As mandated in the 2019 Secure Act, 401(k) plan administrators will start providing illustrations on quarterly or annual statements showing an estimate of how much guaranteed lifetime income you could potentially get if the balance were annuitized.
“The general intent here is to educate plan participants about how much their actual account value would [be] in monthly income,” said Jason Berkowitz, chief legal and regulatory affairs officer for the Insured Retirement Institute.
“It will get participants thinking about whether they’re on the right track,” Berkowitz said.
Retirement security is a concern for many consumer advocates, legislators and policymakers, with research pointing to a lack of sufficient savings for Americans’ post-working days. For instance, about 25% of U.S. adults have no retirement savings and just 36% think their retirement planning is on track, according to research from accounting firm PWC.
The U.S. Department of Labor began moving toward implementing a lifetime-income illustration requirement in 2013, but the effort stalled — only to be revived as a provision in the Secure Act. The agency is expected to issue a final rule at some point in the coming months, as instructed in that legislation, that governs how the information is presented to 401(k) participants and what it should include.
“The congressional objective was to help participants understand whether they were saving enough to produce the income they would need in retirement,” said Fred Reish, a partner with the law firm of Faegre Drinker.
Generally speaking, participants can expect to find the illustrations on their 401(k) statement beginning in 2022. Some workers could see the information on their next quarterly statement (for the three months ending Dec. 31).
Under the interim rule now in effect, two illustrations would be provided at least once a year: one showing estimated monthly income from a single life annuity — monthly payments made until the owner dies — and the other as a joint annuity with benefits for a surviving spouse.
The monthly amounts shown would be based on a worker’s current account balance and assume the payments were to start immediately — and as if the person were age 67 (or their actual age, if older).
Lifetime expectancy, used to determine how long those payments may last, would be based on a specific IRS mortality table and interest rate assumptions paid in the annuity would come from the 10-year Treasury bond’s then-current yield.
The interim rule includes an example: Say someone has an account balance of $125,000, and the interest rate used is 1.83%. The illustration would show that if the participant purchased a single annuity with that amount, they’d get $645 per month for life. For a joint annuity, the person would get $533 monthly until death and then that amount would go to the surviving spouse.
Of course, if the person is, say, 35, there are lots of years left to make contributions that will grow, which the illustration wouldn’t reflect.
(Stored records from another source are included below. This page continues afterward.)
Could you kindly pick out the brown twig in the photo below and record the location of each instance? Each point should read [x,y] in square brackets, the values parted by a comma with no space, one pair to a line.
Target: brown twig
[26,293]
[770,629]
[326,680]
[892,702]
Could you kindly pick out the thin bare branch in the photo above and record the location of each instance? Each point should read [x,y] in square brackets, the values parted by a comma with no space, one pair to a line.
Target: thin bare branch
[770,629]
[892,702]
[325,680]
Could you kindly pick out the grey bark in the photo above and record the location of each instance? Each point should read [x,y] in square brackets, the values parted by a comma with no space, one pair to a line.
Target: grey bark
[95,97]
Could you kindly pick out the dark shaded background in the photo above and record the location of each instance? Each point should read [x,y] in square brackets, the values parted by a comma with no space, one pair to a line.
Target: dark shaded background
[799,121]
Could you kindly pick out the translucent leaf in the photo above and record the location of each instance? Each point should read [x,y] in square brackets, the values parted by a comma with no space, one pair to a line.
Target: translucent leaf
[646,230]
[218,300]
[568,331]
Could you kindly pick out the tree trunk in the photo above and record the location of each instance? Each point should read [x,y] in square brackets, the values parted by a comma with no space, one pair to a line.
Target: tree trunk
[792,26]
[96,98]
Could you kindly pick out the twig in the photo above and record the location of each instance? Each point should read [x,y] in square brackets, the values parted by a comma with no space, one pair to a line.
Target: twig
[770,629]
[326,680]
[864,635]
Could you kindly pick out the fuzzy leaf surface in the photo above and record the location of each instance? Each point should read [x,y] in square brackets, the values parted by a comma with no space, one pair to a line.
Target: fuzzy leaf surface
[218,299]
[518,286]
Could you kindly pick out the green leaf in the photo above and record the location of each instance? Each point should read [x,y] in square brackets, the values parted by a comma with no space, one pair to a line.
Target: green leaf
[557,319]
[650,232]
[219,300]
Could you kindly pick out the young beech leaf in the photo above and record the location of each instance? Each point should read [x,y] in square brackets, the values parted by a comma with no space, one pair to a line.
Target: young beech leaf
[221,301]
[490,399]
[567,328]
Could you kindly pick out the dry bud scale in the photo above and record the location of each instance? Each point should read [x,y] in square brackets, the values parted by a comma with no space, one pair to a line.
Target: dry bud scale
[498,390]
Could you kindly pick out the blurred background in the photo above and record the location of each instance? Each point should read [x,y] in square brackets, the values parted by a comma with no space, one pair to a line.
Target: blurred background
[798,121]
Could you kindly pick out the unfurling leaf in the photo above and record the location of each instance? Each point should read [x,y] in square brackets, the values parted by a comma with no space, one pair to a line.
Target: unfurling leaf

There has been some concern that for savers with lower balances, the numbers they see could be deflating if based solely on what they have accumulated so far.
“If you think about someone just starting out, and they make contributions for a year and then see they’d generate [a small amount] in monthly income, that’s not a strong incentive to save,” Berkowitz said. “That could be potentially troubling.”
House Ways and Means Chair Richard Neal, D-Mass., sent a letter to the Labor Department last fall in response to the agency’s interim rule, asking that there be additional assumptions — i.e., investment returns — included in the information provided to 401(k) participants.
It’s uncertain whether the final rule will include that recommendation.
“It would be beneficial for participants to get additional examples of what future earnings and contributions could do to their [savings],” Berkowitz said.